Un fonds national d’accompagnement de l’accessibilité universelle est créé. Il participera au financement d’actions de mise en accessibilité, de recherche et de développement en matière d’accessibilité universelle.

L’autorisation d’accès des chiens guides d’aveugles et des chiens d’assistance dans les transports et les lieux publics est étendue : elle concerne désormais également les détenteurs de la carte de priorité.

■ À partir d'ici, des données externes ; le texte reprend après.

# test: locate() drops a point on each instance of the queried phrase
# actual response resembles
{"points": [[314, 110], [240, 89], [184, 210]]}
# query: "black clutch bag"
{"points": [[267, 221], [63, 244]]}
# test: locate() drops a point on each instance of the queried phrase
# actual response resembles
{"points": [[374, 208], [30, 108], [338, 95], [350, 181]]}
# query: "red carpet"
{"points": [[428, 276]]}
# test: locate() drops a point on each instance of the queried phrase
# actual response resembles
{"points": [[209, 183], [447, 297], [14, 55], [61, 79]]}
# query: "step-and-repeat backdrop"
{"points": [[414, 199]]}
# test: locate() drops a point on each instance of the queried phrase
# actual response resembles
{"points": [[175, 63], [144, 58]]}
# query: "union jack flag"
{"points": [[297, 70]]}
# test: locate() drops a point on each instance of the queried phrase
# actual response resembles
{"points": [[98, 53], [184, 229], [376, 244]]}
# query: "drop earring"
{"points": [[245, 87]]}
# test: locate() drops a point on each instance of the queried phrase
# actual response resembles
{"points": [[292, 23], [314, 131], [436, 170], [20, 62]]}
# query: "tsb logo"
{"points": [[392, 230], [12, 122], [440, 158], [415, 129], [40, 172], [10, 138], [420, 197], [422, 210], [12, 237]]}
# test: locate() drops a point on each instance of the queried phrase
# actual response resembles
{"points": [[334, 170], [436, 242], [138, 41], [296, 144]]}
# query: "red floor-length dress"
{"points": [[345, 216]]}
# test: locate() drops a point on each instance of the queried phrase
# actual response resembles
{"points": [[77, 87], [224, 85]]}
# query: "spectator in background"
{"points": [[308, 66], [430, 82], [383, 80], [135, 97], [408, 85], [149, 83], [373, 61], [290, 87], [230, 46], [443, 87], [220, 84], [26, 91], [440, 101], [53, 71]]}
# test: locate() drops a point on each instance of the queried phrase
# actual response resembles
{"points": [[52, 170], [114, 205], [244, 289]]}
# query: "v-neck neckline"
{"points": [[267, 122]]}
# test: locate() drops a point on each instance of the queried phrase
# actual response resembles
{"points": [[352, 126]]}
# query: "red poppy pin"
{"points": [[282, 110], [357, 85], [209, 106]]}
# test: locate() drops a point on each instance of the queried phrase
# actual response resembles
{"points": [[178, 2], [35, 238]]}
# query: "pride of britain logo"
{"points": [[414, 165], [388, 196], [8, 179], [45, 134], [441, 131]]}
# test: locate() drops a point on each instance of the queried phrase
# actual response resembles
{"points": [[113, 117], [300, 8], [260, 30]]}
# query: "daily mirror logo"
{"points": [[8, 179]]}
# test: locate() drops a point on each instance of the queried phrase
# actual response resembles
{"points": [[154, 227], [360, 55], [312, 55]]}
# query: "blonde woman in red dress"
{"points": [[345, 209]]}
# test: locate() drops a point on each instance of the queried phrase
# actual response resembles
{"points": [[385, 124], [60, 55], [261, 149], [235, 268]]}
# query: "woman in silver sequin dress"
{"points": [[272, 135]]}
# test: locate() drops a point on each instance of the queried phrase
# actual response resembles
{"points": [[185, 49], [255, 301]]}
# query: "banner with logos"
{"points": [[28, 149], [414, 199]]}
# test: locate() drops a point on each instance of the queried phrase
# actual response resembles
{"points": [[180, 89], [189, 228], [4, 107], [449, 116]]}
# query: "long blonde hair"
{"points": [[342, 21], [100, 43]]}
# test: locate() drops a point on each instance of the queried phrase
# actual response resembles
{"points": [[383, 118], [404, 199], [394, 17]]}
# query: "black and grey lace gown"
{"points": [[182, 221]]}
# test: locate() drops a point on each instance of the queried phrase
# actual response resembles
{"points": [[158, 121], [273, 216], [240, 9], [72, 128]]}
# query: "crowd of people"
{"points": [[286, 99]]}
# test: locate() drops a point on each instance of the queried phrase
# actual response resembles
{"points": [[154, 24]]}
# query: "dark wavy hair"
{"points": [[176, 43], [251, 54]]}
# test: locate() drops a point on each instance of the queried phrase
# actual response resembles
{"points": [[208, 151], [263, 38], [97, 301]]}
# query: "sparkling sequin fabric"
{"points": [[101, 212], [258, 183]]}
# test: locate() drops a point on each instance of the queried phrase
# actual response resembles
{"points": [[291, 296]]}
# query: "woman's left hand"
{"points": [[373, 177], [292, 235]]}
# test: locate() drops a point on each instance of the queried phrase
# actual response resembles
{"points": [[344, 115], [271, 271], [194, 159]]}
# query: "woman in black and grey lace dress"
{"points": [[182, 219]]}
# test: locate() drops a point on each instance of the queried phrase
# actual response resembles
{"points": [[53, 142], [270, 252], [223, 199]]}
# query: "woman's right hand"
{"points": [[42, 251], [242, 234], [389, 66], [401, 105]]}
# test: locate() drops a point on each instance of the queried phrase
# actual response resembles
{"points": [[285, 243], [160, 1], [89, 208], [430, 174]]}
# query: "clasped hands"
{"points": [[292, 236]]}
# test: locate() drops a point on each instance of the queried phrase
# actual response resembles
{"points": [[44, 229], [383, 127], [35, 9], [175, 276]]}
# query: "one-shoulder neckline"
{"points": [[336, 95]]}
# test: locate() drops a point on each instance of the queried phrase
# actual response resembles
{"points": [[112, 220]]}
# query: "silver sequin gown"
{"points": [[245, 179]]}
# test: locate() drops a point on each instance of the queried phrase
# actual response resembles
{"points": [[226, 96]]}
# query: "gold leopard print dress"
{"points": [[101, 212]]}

L’accessibilité : une priorité du Gouvernement

Pour accompagner ce dispositif, le Gouvernement a mis en place des outils favorisant sa compréhension. Ainsi, une campagne d’information radio et internet sera déployée, la Caisse des dépôts et consignations et Bpifrance mettent en place un prêt à taux bonifié, et 1000 ambassadeurs d’accessibilité seront recrutés sur l’année dans le cadre du service civique pour expliquer les dispositifs sur le terrain.

L’accessibilité est une priorité du Gouvernement. Avec ce dispositif complet, équilibré et simple, il crée les conditions nécessaires à la mise en œuvre de la loi du 11 février 2005 et renforce l’autonomie non seulement des personnes dites "handicapées", mais aussi des personnes âgées et de tout un chacun qui peut se retrouver en situation de handicap.